PolarDB for MySQL allows you to archive cold data that is rarely updated, added, modified, or read to Object Storage Service (OSS) to greatly reduce data storage costs. This topic describes the cold data archiving feature.
How it works
The following figure shows how the cold data archiving feature (stored in the CSV or ORC format) works. The hot data of a PolarDB cluster is stored in PolarStore. The nodes in the cluster access the data in PolarStore by using PolarFileSystem. To reduce data storage costs and separate hot data from cold data, you can transfer cold data in the shared storage to OSS.

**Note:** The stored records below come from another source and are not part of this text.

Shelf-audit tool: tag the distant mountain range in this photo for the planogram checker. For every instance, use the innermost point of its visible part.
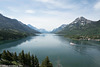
(40, 30)
(80, 27)
(8, 23)
(59, 28)
(13, 29)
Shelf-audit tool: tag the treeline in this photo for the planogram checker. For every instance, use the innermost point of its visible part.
(11, 34)
(24, 59)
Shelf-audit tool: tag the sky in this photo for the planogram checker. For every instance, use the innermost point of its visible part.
(50, 14)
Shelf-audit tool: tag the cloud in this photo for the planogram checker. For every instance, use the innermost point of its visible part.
(30, 11)
(57, 4)
(97, 6)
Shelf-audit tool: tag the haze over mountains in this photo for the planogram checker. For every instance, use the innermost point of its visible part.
(40, 30)
(80, 26)
(14, 29)
(8, 23)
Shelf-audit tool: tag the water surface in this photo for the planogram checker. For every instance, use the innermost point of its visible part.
(59, 50)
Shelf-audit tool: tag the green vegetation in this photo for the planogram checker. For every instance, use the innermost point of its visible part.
(46, 63)
(26, 60)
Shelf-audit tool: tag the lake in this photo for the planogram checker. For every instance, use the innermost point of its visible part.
(61, 53)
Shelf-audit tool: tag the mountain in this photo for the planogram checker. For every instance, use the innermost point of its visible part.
(40, 30)
(59, 28)
(8, 23)
(43, 31)
(13, 29)
(32, 27)
(81, 27)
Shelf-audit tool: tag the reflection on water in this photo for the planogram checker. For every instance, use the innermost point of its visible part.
(59, 50)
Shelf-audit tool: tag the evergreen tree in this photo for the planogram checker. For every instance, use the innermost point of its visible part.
(32, 61)
(23, 57)
(29, 59)
(9, 56)
(36, 62)
(15, 57)
(46, 63)
(20, 58)
(4, 55)
(0, 56)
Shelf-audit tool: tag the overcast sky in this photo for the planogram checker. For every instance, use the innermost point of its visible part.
(50, 14)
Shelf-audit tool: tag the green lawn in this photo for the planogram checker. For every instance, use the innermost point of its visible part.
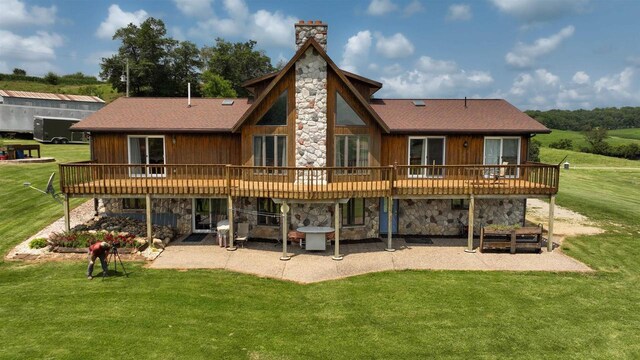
(616, 137)
(50, 310)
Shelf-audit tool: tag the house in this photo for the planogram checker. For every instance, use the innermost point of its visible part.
(315, 145)
(18, 108)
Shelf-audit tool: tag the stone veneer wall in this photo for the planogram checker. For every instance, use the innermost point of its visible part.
(435, 216)
(180, 208)
(311, 108)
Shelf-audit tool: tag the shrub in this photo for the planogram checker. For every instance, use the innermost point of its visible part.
(38, 243)
(564, 144)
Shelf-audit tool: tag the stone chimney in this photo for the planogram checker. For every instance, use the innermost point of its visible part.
(311, 29)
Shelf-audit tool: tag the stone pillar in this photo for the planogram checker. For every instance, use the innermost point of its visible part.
(311, 110)
(311, 29)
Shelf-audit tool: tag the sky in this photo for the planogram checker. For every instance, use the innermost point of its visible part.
(537, 54)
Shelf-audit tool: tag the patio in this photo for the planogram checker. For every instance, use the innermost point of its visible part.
(262, 259)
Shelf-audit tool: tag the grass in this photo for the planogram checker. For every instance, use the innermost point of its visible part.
(104, 91)
(616, 137)
(626, 133)
(49, 310)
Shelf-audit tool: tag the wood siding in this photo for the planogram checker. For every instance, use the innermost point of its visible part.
(372, 129)
(109, 148)
(249, 129)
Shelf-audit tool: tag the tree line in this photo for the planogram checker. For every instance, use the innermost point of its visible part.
(584, 120)
(162, 66)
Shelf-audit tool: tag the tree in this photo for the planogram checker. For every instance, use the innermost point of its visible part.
(185, 61)
(236, 62)
(52, 78)
(148, 51)
(214, 85)
(596, 138)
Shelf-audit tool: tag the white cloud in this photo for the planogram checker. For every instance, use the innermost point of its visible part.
(533, 11)
(117, 19)
(34, 53)
(580, 78)
(195, 8)
(436, 79)
(14, 13)
(413, 7)
(543, 90)
(356, 50)
(524, 55)
(459, 12)
(381, 7)
(394, 47)
(267, 28)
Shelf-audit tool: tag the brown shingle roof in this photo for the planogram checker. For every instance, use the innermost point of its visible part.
(451, 116)
(49, 96)
(165, 114)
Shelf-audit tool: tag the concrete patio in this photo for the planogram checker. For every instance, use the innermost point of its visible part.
(263, 259)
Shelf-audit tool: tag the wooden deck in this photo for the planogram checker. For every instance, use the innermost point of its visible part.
(87, 179)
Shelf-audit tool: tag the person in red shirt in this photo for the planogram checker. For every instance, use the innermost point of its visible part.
(98, 250)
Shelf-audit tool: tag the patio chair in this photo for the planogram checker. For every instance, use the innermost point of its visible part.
(242, 235)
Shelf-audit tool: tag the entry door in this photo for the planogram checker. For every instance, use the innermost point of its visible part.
(384, 217)
(207, 213)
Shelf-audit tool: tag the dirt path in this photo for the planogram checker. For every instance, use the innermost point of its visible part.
(567, 222)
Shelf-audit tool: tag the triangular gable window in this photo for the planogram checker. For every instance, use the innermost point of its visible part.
(345, 115)
(277, 114)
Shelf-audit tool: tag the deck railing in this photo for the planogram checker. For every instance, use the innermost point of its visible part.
(308, 183)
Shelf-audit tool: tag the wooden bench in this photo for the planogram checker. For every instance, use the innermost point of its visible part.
(529, 237)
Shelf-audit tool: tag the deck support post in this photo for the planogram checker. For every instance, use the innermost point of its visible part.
(148, 219)
(336, 221)
(472, 206)
(389, 247)
(67, 213)
(284, 209)
(231, 233)
(552, 205)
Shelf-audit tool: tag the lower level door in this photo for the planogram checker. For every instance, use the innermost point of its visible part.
(384, 217)
(207, 213)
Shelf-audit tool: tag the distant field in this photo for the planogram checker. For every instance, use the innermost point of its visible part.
(626, 133)
(104, 91)
(616, 137)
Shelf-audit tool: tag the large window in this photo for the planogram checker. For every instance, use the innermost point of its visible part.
(270, 150)
(353, 212)
(268, 212)
(146, 150)
(345, 115)
(428, 154)
(352, 150)
(277, 114)
(502, 151)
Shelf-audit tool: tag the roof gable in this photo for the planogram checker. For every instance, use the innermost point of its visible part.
(310, 43)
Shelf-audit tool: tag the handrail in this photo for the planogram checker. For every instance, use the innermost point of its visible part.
(308, 183)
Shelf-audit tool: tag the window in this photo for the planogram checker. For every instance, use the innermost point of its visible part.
(133, 204)
(146, 150)
(352, 150)
(270, 150)
(268, 212)
(500, 150)
(459, 204)
(345, 115)
(427, 153)
(277, 114)
(353, 212)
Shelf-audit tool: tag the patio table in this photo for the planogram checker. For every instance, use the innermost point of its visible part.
(315, 238)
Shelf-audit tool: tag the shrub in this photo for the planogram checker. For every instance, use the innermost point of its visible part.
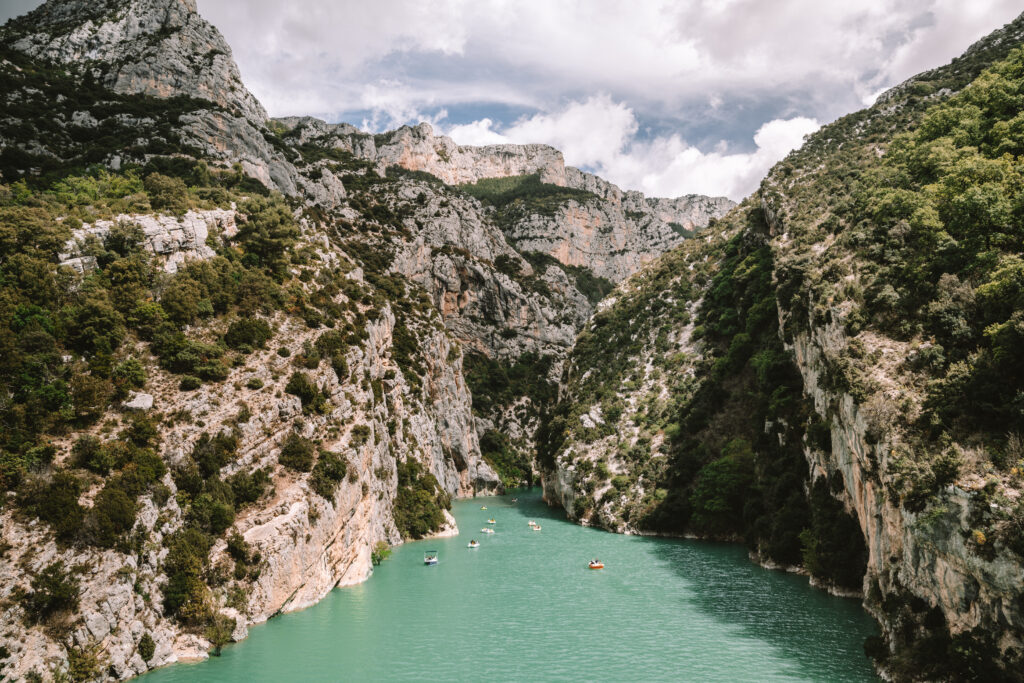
(146, 647)
(238, 548)
(166, 194)
(53, 590)
(266, 232)
(297, 454)
(185, 596)
(113, 513)
(380, 552)
(248, 487)
(211, 454)
(330, 470)
(248, 332)
(300, 385)
(189, 383)
(90, 453)
(56, 503)
(419, 503)
(128, 374)
(219, 633)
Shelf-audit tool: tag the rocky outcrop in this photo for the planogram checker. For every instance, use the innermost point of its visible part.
(927, 556)
(155, 47)
(613, 233)
(453, 257)
(174, 240)
(164, 49)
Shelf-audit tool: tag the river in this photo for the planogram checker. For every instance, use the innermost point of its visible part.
(524, 606)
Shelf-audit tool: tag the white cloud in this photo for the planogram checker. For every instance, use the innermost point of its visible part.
(601, 135)
(601, 72)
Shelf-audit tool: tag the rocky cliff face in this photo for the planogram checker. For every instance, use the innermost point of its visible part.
(161, 48)
(308, 544)
(417, 272)
(613, 232)
(829, 424)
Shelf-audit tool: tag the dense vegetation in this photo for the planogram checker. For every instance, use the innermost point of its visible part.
(420, 502)
(721, 472)
(523, 194)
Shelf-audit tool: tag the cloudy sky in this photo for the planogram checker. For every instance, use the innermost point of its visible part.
(667, 96)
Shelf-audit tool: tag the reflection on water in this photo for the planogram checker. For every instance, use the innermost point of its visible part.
(525, 606)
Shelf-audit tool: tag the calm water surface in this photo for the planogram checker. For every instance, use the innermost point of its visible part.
(524, 607)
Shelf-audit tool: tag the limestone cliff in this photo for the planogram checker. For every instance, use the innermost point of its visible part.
(390, 279)
(782, 381)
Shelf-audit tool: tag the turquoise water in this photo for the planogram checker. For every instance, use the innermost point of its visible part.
(525, 607)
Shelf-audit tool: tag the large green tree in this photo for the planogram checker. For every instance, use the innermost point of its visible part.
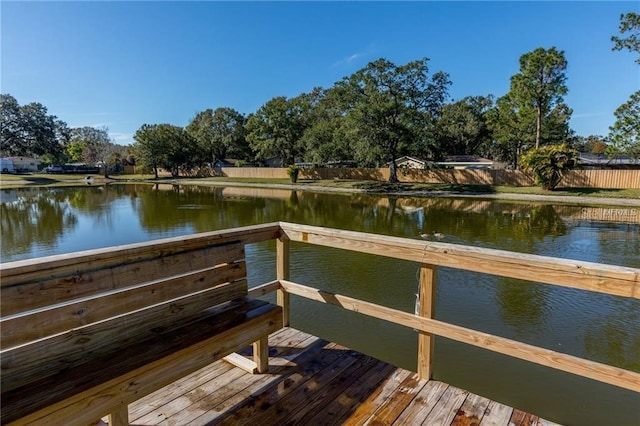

For common tables, you can archive cold data in the CSV or ORC format and store cold data in OSS. Then, PolarDB nodes can access the data in OSS over the internal network.
For partitioned tables, you can archive cold data in the CSV or ORC format and store cold data in OSS. You can also create DLM policies on the primary node to automatically archive cold data. The cold data archiving feature allows you to archive some data in a partitioned table to OSS as an OSS foreign table, or transfer data in some partitions of a partitioned table to OSS.
The archived data is in the CSV or ORC format and stored as multiple files in OSS. The corresponding data in PolarStore is automatically deleted. Less storage space is occupied and therefore the storage costs are reduced.
After cold data is archived, the original table in PolarStore is converted to an archived table in OSS. You cannot delete archived tables. To delete archived tables, go to Quota Center. Enter the
polardb_delete_oss_data/polardb_delete_oss_data
quota ID to find the quota name. Click Apply in the Actions column.The cold data archiving feature for partitioned tables is in the canary release. To use this feature, go to Quota Center. Enter the
polardb_mysql_hybrid_partition
quota ID to find the quota name. Click Apply in the Actions column.After cold data is archived, the archived table in OSS is read-only, and the query performance becomes low. If you use serial queries, the query performance of an archived table without an index is about one-fifth to one-tenth of that on the InnoDB storage engine. We recommend that you use test data to check whether the query performance meets your requirement before you archive data.
Billing
Cold data is charged based on the space occupied in OSS. The following billing rules are used:
For regions within the Chinese mainland: USD 0.0000325 per GB-hour.
For regions outside the Chinese mainland: USD 0.0000455 per GB-hour.
You can purchase a PolarDB storage package to offset the storage costs of cold data in OSS. For more information about PolarDB storage plans, see What are storage plans
The following table describes the offset rules of PolarDB storage plans.
Region type | Offset ratio | OSS storage capacity offset by a 1-GB storage plan |
Regions in the Chinese mainland | 0.045 | 1/0.045=22.22 GB |
Regions outside the Chinese mainland | 0.045 | 1/0.045=22.22 GB |
For example, you purchase a storage plan with a capacity of 100 GB, and 50 GB is left after it offsets the data storage usage. The cold data of the cluster consumes 50 GB of OSS storage space in a region inside the Chinese mainland. In this case, the storage plan automatically uses 2.25 GB (50/2.25) to offset the backup storage usage and the storage plan has 47.75 GB of capacity left.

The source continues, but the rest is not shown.